We tend to keep our config prompts terse, and lowercase. So:
bool "app container image (aci)"
> + default y
This should _definitely_ not default to y.
> + select BR2_PACKAGE_HOST_JQ
See below about jq.
> + help
> + Build an App Container Image for use with a Linux
> + containerization engine like rkt, Kurma, 3ofCoins, nosecone,
> + etc.
> +
> +choice
> + prompt "Compression method"
> + default BR2_TARGET_ROOTFS_ACI_NONE
> + depends on BR2_TARGET_ROOTFS_ACI
Instead of adding a depends on, add an if around everything.
> + help
> + Select compressor for application container image
> +
> +config BR2_TARGET_ROOTFS_ACI_NONE
> + bool "no compression"
> + help
> + Do not compress the ACI.
> +
> +config BR2_TARGET_ROOTFS_ACI_GZIP
> + bool "gzip"
> + help
> + Do compress the ACI with gzip.
> +
> +config BR2_TARGET_ROOTFS_ACI_BZIP2
> + bool "bzip2"
> + help
> + Do compress the ACI with bzip2.
> +
> +config BR2_TARGET_ROOTFS_ACI_LZMA
> + bool "lzma"
> + help
> + Do compress the ACI with lzma.
> +
> +config BR2_TARGET_ROOTFS_ACI_LZO
> + bool "lzo"
> + help
> + Do compress the ACI with lzop.
> +
> +config BR2_TARGET_ROOTFS_ACI_XZ
> + bool "xz"
> + help
> + Do compress the ACI with xz.
> +
> +endchoice
> +
> +config BR2_TARGET_ROOTFS_ACI_OPTIONS_NAME
> + string "Name of the ACI image (e.g. example.com/my_app)"
string "image name"
Also I'd add a default, e.g.
default "buildroot"
We don't currently have (build) tests of the filesystems, but it's a lot
easier to add tests if a default configuration just works.

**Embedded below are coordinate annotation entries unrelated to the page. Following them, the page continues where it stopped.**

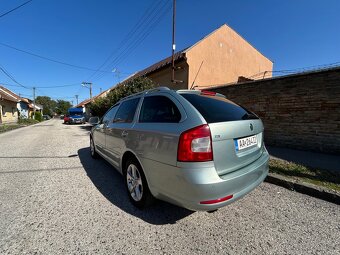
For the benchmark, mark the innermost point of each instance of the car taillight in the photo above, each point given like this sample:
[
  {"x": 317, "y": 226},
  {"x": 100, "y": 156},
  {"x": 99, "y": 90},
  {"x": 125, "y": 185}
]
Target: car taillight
[{"x": 195, "y": 145}]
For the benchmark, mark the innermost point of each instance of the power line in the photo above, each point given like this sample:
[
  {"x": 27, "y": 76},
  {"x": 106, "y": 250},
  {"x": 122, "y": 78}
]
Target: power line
[
  {"x": 143, "y": 28},
  {"x": 4, "y": 14},
  {"x": 52, "y": 60},
  {"x": 143, "y": 35},
  {"x": 127, "y": 36},
  {"x": 11, "y": 77}
]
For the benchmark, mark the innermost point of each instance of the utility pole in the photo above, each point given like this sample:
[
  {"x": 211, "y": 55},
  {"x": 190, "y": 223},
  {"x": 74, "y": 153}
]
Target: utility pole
[
  {"x": 173, "y": 41},
  {"x": 89, "y": 86},
  {"x": 34, "y": 103},
  {"x": 173, "y": 68}
]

> + depends on BR2_TARGET_ROOTFS_ACI
> + help
> + A human-readable name for this App Container Image
The e.g. should go here, in the help text.
> +
> +comment "ACI images must have a name"
> + depends on BR2_TARGET_ROOTFS_ACI_OPTIONS_NAME = ""
This should also have the depends on ROOTFS_ACI - but by using an if around
everything, it will already be OK.
We also tend to check for these things in the .mk file, so that the build
doesn't even start if you forget to set this. Cfr. for example the $(error ...)
calls near the end of linux.mk.
> +
> +config BR2_TARGET_ROOTFS_ACI_OPTIONS_EXEC
> + string "Command to execute inside the container (e.g. /bin/sh)"
> + depends on BR2_TARGET_ROOTFS_ACI
> + help
> + Executable to launch and any flags
Perhaps this should default to /sbin/init if !BR2_INIT_NONE ? And otherwise
default to /bin/sh?
Is this one allowed to be empty?
> +
> +config BR2_TARGET_ROOTFS_ACI_OPTIONS_VERSION
> + string "Version number of the container (e.g. v1.3.2)"
Can we have a default here? Perhaps simply 0?
> + depends on BR2_TARGET_ROOTFS_ACI
> + help
> + When combined with "name", this SHOULD be unique for every
> + build of an app (on a given "os"/"arch" combination).
Is the version supposed to be user-meaningful? If not, perhaps we can take a
hash of .config and use that for the version when the user leaves it empty?
> +
> +comment "ACI images should be supplied with a version"
> + depends on BR2_TARGET_ROOTFS_ACI_OPTIONS_VERSION = ""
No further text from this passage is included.